Pure craftsmanship. That was beautiful.


----------



## heisenberg (Jun 28, 2017)

That was great. Thanks for posting.


----------



## JC_ (Jun 28, 2017)

Awesome stuff. Thanks for sharing.


----------



## John Busby (Jun 28, 2017)

Alan is such a friggin' legend


----------



## JC_ (Jun 28, 2017)

That Eventide Stereo Room plugin looks pretty useful. Apparently it was on sale last month for $47 (reg $199). Anyone know if Eventide have sales regularly?


----------



## prodigalson (Jun 28, 2017)

JC_ said:


> That Eventide Stereo Room plugin looks pretty useful. Apparently it was on sale last month for $47 (reg $199). Anyone know if Eventide have sales regularly?



I was lucky enough to grab it just before the sale ended after seeing this video. And I absolutely love it. Not always the most transparent and can require a little fiddling but it's become my first stop for a quick and easy way to push something back into a space.


----------



## heisenberg (Jun 28, 2017)

JC_ said:


> Anyone know if Eventide have sales regularly?



Yes, they do. At the very least, based on past history, they will have a big extended sale in late November but probably another one before that, in my estimation.


----------



## guydoingmusic (Jun 29, 2017)

I hate that I missed their room plugin... I almost pulled the trigger and didn't. But even more so...

WHAT ABOUT THAT BRICASTI??!


----------



## JC_ (Jun 29, 2017)

heisenberg said:


> Yes, they do. At the very least, based on past history, they will have a big extended sale in late November but probably another one before that, in my estimation.



Ok, thx. I'll be on the lookout.


----------



## gsilbers (Jun 29, 2017)

cant that trick be done with any reverb?


----------



## heisenberg (Jun 29, 2017)

Mailing lists with software developer sites and commercial resellers are the best way to stay on top of this. Only problem is the near daily temptations you receive in your inbox.


----------



## Sekkle (Jun 29, 2017)

Love it! Alan Meyerson is so inspiring. Thanks for sharing!


----------



## Rohann (Jul 1, 2017)

JC_ said:


> That Eventide Stereo Room plugin looks pretty useful. Apparently it was on sale last month for $47 (reg $199). Anyone know if Eventide have sales regularly?

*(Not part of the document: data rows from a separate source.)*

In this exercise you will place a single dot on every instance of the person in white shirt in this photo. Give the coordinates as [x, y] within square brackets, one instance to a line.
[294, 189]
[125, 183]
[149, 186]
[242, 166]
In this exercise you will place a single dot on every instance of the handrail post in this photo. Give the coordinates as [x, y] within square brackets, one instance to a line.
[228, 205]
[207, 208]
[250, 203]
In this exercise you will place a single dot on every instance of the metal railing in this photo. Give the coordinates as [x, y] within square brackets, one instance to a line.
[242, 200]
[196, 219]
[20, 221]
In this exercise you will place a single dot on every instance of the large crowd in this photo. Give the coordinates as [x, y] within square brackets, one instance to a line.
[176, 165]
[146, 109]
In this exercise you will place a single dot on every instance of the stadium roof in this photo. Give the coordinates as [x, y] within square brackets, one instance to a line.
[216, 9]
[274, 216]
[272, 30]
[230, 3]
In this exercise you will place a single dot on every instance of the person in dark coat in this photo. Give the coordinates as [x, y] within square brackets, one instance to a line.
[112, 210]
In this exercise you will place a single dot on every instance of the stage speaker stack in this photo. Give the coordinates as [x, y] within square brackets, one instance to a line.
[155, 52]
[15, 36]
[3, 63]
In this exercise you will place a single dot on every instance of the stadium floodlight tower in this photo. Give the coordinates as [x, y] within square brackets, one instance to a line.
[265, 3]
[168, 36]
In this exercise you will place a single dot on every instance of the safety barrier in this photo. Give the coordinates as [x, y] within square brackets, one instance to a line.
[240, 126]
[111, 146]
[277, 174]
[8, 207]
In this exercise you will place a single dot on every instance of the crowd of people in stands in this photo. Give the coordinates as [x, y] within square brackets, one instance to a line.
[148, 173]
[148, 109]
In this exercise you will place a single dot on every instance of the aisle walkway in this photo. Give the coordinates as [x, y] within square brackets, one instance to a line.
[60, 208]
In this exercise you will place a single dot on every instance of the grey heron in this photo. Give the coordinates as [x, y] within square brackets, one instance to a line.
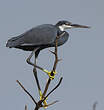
[41, 37]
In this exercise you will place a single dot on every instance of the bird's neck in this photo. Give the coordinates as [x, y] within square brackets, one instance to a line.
[61, 28]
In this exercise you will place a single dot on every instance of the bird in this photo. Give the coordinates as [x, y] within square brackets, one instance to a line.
[41, 37]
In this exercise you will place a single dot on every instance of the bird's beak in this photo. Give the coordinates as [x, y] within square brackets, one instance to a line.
[79, 26]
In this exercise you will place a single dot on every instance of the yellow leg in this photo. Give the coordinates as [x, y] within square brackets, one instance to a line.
[51, 74]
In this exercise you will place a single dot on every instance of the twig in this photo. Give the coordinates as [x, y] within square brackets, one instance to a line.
[94, 105]
[25, 107]
[54, 88]
[54, 68]
[26, 92]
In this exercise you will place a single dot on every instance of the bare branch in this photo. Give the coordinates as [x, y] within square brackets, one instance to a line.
[26, 92]
[25, 107]
[94, 105]
[51, 103]
[54, 88]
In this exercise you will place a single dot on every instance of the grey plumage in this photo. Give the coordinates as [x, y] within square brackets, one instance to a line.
[42, 36]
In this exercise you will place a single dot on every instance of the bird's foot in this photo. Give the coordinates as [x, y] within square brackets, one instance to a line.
[41, 98]
[51, 74]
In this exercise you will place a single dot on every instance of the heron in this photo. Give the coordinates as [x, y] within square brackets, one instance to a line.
[41, 37]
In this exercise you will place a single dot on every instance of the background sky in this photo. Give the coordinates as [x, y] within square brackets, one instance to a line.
[83, 55]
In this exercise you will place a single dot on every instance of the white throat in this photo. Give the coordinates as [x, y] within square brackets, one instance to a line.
[62, 28]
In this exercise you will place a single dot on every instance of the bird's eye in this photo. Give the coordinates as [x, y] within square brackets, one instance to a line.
[66, 23]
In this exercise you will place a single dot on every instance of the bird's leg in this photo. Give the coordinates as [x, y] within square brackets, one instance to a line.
[35, 74]
[30, 63]
[36, 78]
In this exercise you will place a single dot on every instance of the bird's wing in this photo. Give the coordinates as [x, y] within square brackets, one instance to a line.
[40, 35]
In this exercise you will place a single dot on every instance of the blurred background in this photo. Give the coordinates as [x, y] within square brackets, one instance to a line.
[82, 65]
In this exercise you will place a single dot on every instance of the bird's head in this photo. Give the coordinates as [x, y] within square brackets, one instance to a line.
[68, 25]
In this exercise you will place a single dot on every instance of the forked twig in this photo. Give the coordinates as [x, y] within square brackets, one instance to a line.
[54, 88]
[25, 107]
[94, 105]
[26, 92]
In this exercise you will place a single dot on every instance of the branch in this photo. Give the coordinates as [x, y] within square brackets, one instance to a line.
[94, 105]
[54, 67]
[27, 92]
[54, 88]
[25, 107]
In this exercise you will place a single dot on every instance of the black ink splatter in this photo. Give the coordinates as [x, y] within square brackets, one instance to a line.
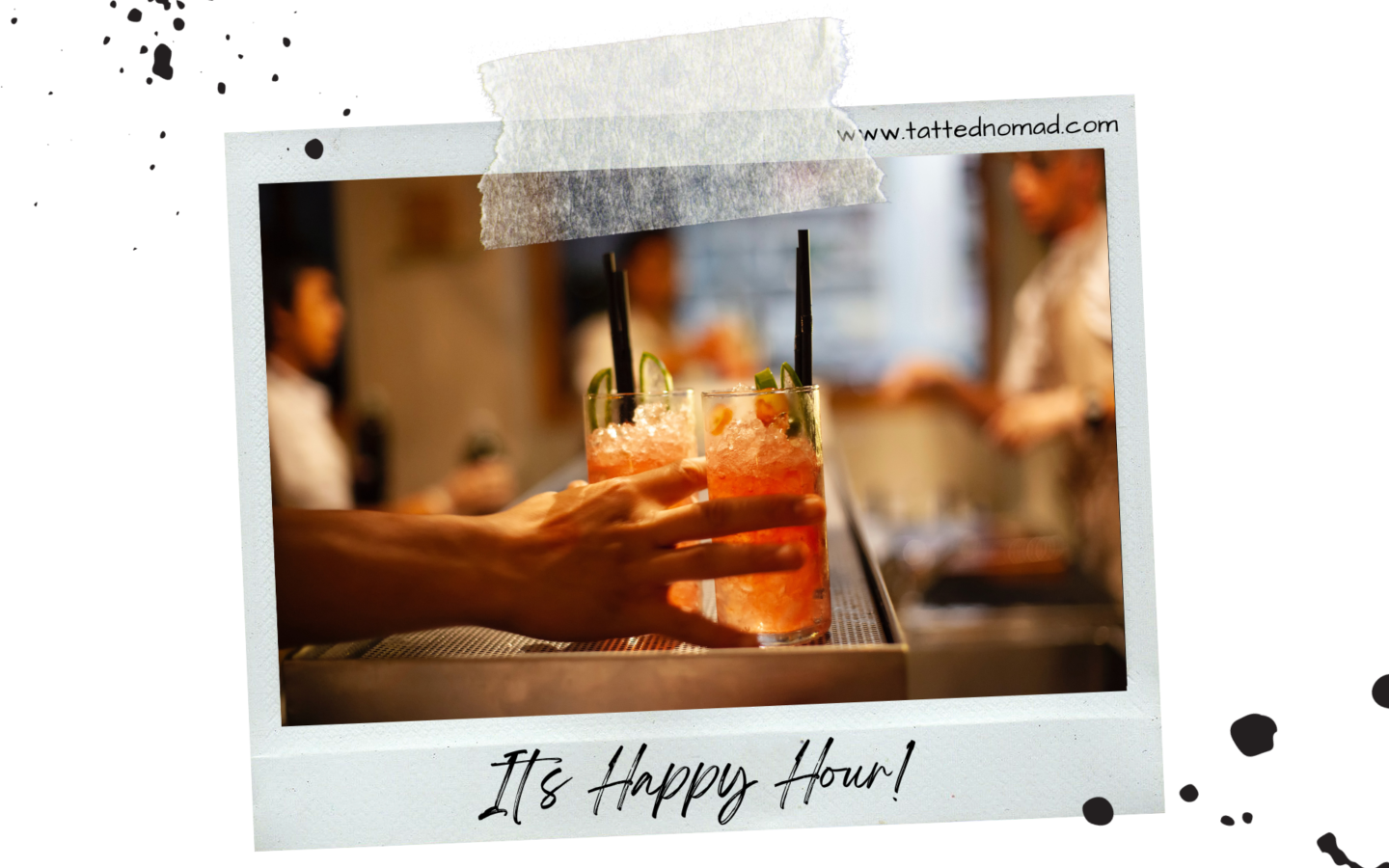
[1326, 845]
[1098, 811]
[1253, 734]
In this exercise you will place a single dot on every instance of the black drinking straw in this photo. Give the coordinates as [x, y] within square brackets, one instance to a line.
[624, 382]
[803, 318]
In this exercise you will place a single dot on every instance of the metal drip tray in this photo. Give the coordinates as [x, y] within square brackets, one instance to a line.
[471, 671]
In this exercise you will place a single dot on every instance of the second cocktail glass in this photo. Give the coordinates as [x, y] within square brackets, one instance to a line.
[769, 442]
[662, 432]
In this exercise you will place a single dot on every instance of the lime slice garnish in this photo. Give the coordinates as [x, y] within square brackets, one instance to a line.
[660, 366]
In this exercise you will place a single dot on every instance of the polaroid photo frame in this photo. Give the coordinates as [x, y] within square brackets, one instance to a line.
[697, 771]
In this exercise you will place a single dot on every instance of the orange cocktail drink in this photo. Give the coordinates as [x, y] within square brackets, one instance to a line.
[662, 432]
[769, 442]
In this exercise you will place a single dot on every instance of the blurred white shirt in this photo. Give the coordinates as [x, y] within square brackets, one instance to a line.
[1061, 338]
[309, 464]
[1074, 272]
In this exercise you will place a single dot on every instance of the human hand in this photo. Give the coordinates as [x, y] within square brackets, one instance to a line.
[593, 561]
[912, 375]
[480, 488]
[1026, 420]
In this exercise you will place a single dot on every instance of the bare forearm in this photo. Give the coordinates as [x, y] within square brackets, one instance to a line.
[354, 575]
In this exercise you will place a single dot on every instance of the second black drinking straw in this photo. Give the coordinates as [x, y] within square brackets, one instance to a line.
[624, 381]
[803, 318]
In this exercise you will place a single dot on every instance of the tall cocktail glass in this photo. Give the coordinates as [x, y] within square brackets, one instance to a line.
[662, 431]
[769, 444]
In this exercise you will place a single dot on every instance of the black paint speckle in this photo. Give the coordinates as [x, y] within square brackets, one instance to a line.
[1098, 811]
[1326, 846]
[1253, 734]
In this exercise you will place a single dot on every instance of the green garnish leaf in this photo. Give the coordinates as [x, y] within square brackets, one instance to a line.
[660, 366]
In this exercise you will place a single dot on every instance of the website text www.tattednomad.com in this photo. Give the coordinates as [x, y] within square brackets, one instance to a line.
[981, 128]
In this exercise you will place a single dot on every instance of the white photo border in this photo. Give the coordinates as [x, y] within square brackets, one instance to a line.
[1017, 757]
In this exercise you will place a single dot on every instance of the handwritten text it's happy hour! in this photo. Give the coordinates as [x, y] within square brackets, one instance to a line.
[682, 782]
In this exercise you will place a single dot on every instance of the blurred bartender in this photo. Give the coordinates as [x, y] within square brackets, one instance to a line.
[1057, 375]
[653, 289]
[310, 467]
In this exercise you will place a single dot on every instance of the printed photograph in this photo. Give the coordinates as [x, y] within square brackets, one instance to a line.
[853, 454]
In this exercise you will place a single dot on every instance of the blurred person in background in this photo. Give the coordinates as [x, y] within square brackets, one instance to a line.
[653, 287]
[1057, 375]
[310, 466]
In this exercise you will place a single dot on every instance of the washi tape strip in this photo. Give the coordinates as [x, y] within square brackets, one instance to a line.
[669, 132]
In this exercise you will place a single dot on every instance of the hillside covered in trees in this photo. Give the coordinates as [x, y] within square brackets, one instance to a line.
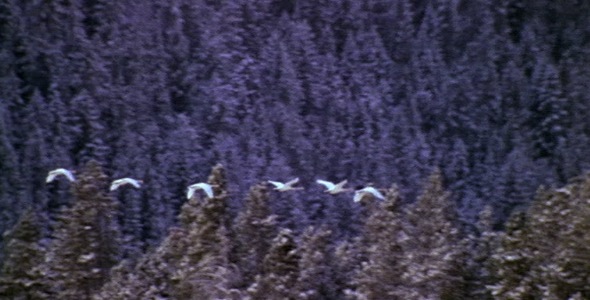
[470, 116]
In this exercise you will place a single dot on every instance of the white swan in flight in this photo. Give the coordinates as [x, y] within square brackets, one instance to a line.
[52, 174]
[288, 186]
[359, 194]
[207, 188]
[333, 188]
[119, 182]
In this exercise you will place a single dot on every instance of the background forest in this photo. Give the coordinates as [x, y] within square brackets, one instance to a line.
[471, 115]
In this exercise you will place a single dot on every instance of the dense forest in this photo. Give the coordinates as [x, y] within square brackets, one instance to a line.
[471, 117]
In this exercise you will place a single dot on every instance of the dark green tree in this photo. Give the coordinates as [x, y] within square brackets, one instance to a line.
[316, 279]
[280, 270]
[86, 243]
[381, 275]
[434, 252]
[253, 232]
[23, 254]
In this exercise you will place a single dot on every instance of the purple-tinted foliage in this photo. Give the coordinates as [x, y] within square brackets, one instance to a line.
[373, 92]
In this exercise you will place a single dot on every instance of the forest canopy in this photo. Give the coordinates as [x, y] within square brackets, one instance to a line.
[469, 116]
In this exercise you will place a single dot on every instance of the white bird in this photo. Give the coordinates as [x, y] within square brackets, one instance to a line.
[52, 174]
[119, 182]
[359, 194]
[288, 186]
[564, 191]
[207, 188]
[333, 188]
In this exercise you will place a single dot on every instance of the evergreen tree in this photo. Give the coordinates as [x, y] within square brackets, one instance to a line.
[204, 270]
[23, 254]
[86, 241]
[546, 254]
[432, 266]
[316, 278]
[381, 275]
[280, 270]
[152, 276]
[253, 231]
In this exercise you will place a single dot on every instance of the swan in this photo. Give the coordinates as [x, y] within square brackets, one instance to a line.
[288, 186]
[333, 188]
[207, 188]
[359, 194]
[119, 182]
[52, 174]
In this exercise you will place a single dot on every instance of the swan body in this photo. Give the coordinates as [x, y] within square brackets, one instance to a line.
[123, 181]
[63, 172]
[207, 188]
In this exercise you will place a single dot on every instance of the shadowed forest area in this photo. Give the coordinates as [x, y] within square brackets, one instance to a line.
[471, 117]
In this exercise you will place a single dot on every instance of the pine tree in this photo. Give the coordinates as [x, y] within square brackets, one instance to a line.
[546, 254]
[316, 279]
[204, 270]
[254, 229]
[152, 276]
[23, 254]
[280, 269]
[86, 242]
[381, 275]
[432, 267]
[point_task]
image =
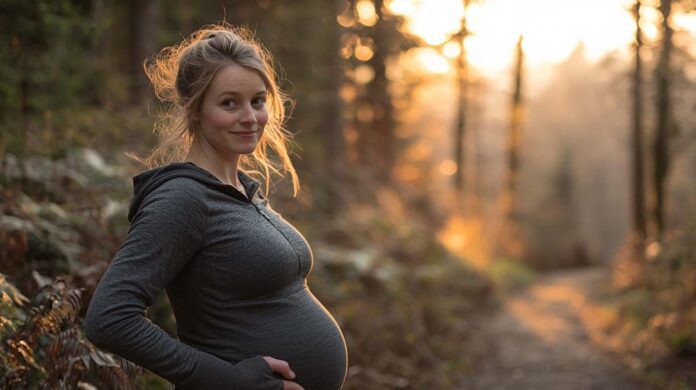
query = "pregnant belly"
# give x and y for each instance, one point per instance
(296, 328)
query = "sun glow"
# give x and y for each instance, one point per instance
(551, 28)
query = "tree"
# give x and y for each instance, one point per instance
(664, 119)
(638, 220)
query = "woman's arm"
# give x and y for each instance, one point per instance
(165, 234)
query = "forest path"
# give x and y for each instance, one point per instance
(549, 336)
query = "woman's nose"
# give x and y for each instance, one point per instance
(248, 114)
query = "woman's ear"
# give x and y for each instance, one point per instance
(192, 115)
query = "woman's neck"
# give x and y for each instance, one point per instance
(224, 169)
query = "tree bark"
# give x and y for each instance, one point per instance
(664, 120)
(513, 144)
(460, 130)
(143, 25)
(639, 219)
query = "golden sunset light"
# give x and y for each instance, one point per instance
(551, 29)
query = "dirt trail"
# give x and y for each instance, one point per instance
(547, 338)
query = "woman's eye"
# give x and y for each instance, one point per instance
(259, 102)
(229, 103)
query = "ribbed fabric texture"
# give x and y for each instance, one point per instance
(235, 272)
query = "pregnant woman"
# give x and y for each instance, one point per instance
(234, 269)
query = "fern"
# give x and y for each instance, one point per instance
(43, 346)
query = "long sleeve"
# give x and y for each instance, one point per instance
(165, 235)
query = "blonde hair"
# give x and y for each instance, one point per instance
(181, 74)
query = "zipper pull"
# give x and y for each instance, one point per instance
(262, 213)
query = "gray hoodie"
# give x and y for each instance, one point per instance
(235, 272)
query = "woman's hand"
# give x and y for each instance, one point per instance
(283, 368)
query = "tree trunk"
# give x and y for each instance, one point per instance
(380, 147)
(639, 220)
(513, 143)
(143, 27)
(460, 130)
(664, 120)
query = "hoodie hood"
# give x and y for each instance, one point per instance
(147, 181)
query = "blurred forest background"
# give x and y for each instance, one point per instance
(450, 153)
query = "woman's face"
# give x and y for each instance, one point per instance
(233, 113)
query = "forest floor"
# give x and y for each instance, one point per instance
(550, 336)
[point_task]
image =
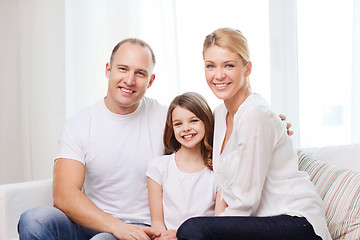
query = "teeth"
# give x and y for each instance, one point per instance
(127, 90)
(187, 136)
(221, 84)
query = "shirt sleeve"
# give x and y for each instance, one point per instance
(72, 144)
(247, 166)
(154, 170)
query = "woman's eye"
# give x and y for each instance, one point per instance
(210, 66)
(141, 74)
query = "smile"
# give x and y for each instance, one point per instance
(221, 85)
(126, 90)
(186, 137)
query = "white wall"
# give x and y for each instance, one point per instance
(32, 87)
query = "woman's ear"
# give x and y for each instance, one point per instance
(248, 68)
(152, 79)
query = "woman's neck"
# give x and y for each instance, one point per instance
(232, 104)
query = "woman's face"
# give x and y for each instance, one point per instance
(225, 72)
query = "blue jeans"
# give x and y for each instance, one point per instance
(48, 223)
(247, 228)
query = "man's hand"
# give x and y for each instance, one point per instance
(288, 125)
(135, 232)
(167, 235)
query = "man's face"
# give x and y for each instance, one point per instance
(130, 74)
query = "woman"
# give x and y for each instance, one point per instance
(264, 196)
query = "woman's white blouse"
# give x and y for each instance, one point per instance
(258, 168)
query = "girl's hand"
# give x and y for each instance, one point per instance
(168, 235)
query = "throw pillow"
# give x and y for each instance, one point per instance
(340, 190)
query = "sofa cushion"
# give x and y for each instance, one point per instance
(340, 190)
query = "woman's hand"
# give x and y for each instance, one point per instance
(167, 235)
(288, 125)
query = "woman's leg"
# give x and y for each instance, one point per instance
(248, 228)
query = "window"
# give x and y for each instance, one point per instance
(325, 65)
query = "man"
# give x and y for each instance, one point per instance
(105, 150)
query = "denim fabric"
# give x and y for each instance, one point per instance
(47, 223)
(248, 228)
(109, 236)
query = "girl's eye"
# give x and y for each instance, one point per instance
(141, 74)
(210, 66)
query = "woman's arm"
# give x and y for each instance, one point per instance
(156, 205)
(220, 204)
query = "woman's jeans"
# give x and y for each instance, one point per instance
(48, 223)
(248, 228)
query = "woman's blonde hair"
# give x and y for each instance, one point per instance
(196, 104)
(231, 39)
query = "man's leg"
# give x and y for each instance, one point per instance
(48, 223)
(247, 228)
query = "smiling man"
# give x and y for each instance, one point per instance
(100, 186)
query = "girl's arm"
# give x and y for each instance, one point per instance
(220, 204)
(156, 205)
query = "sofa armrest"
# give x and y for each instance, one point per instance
(16, 198)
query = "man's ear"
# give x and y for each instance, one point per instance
(107, 69)
(152, 79)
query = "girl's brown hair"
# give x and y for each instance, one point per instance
(196, 104)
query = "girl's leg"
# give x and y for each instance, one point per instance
(248, 228)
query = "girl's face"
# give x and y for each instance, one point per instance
(189, 130)
(225, 72)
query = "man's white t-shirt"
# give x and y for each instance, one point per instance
(116, 150)
(185, 195)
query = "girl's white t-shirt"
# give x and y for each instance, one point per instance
(185, 195)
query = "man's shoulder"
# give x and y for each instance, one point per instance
(153, 103)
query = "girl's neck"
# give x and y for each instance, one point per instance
(189, 160)
(233, 104)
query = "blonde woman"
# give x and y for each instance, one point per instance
(263, 195)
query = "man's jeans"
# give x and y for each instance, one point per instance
(48, 223)
(247, 228)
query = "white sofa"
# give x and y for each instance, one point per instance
(326, 166)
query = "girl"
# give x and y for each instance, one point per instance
(263, 194)
(182, 184)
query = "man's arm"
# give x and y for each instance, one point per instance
(220, 204)
(69, 176)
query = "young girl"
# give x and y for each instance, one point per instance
(264, 195)
(182, 184)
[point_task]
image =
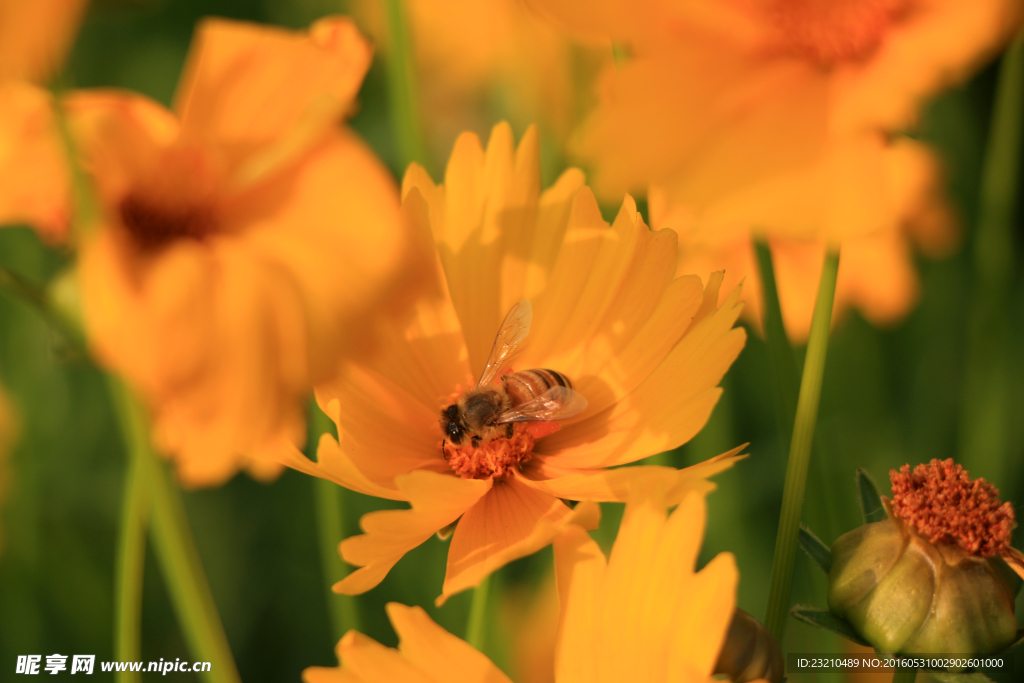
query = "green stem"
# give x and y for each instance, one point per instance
(22, 289)
(783, 365)
(406, 123)
(131, 547)
(330, 521)
(86, 208)
(800, 451)
(476, 628)
(986, 421)
(175, 548)
(904, 675)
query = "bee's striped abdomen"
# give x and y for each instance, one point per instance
(527, 384)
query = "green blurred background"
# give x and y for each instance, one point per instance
(890, 396)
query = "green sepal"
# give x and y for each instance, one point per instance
(870, 501)
(829, 622)
(814, 547)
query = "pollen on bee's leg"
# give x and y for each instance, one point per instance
(494, 459)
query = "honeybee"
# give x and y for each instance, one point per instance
(489, 411)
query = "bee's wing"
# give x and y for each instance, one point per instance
(555, 403)
(514, 329)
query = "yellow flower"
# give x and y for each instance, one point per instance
(642, 614)
(644, 348)
(244, 241)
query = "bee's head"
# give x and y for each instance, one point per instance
(452, 424)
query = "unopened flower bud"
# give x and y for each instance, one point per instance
(929, 578)
(750, 652)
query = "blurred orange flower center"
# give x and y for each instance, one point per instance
(172, 200)
(828, 32)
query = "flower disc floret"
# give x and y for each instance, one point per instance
(942, 503)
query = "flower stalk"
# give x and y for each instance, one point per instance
(406, 123)
(985, 421)
(476, 628)
(131, 545)
(175, 551)
(800, 450)
(783, 365)
(329, 497)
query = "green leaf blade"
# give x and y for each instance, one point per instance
(829, 622)
(869, 499)
(816, 548)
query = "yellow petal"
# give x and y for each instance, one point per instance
(436, 501)
(667, 410)
(580, 566)
(627, 483)
(644, 614)
(611, 310)
(249, 84)
(512, 520)
(438, 653)
(368, 660)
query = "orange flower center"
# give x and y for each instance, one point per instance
(494, 459)
(944, 505)
(173, 200)
(828, 32)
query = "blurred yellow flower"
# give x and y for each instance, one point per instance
(877, 274)
(35, 37)
(36, 186)
(243, 241)
(731, 102)
(427, 653)
(646, 350)
(773, 118)
(474, 58)
(642, 614)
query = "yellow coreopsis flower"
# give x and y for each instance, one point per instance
(243, 241)
(641, 614)
(643, 348)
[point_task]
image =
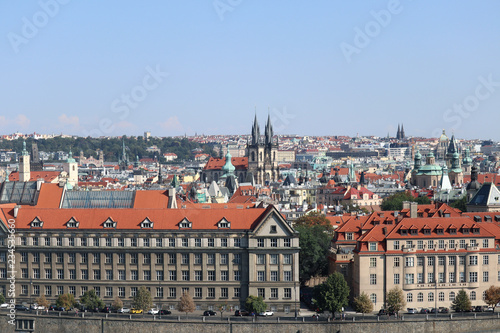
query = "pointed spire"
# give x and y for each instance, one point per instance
(255, 131)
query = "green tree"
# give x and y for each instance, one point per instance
(186, 304)
(395, 299)
(462, 302)
(67, 301)
(395, 201)
(492, 296)
(142, 300)
(42, 301)
(255, 304)
(460, 204)
(117, 303)
(363, 304)
(90, 300)
(332, 295)
(314, 249)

Check out Audiodeluxe, they go on sale quite frequently (don't pay $200 for it). I got it for free with last year's Black Friday free plugin, which was surprising considering many companies tend to give out cheap/"basic" versions of plugins (i.e. Waves TSAR-1R), but I constantly find myself using 2016 Stereo Room.


----------



## JC_ (Jul 1, 2017)

Thanks guys. Yeah, I constantly get emails from those 3rd party resellers - I usually only pay attention to stuff that is on my list of things to watch out for.


----------



## JC_ (Jul 1, 2017)

gsilbers said:


> cant that trick be done with any reverb?



Reverb is one area I'm still trying to get a deeper understanding of but I don't know if it's as simple as that. I would love to know if anyone could give an example of the same kind of move on a different plugin. The cave man part of me just loves the idea of having "position" knob.


----------



## Daniel Petras (Jul 1, 2017)

JC_ said:


> Reverb is one area I'm still trying to get a deeper understanding of but I don't know if it's as simple as that. I would love to know if anyone could give an example of the same kind of move on a different plugin. The cave man part of me just loves the idea of having "position" knob.


You can simulate depth in many ways, some of which I still mess around with myself. Turn down the fader, EQ out the high end, squash the transients, reduce the stereo image and others.


----------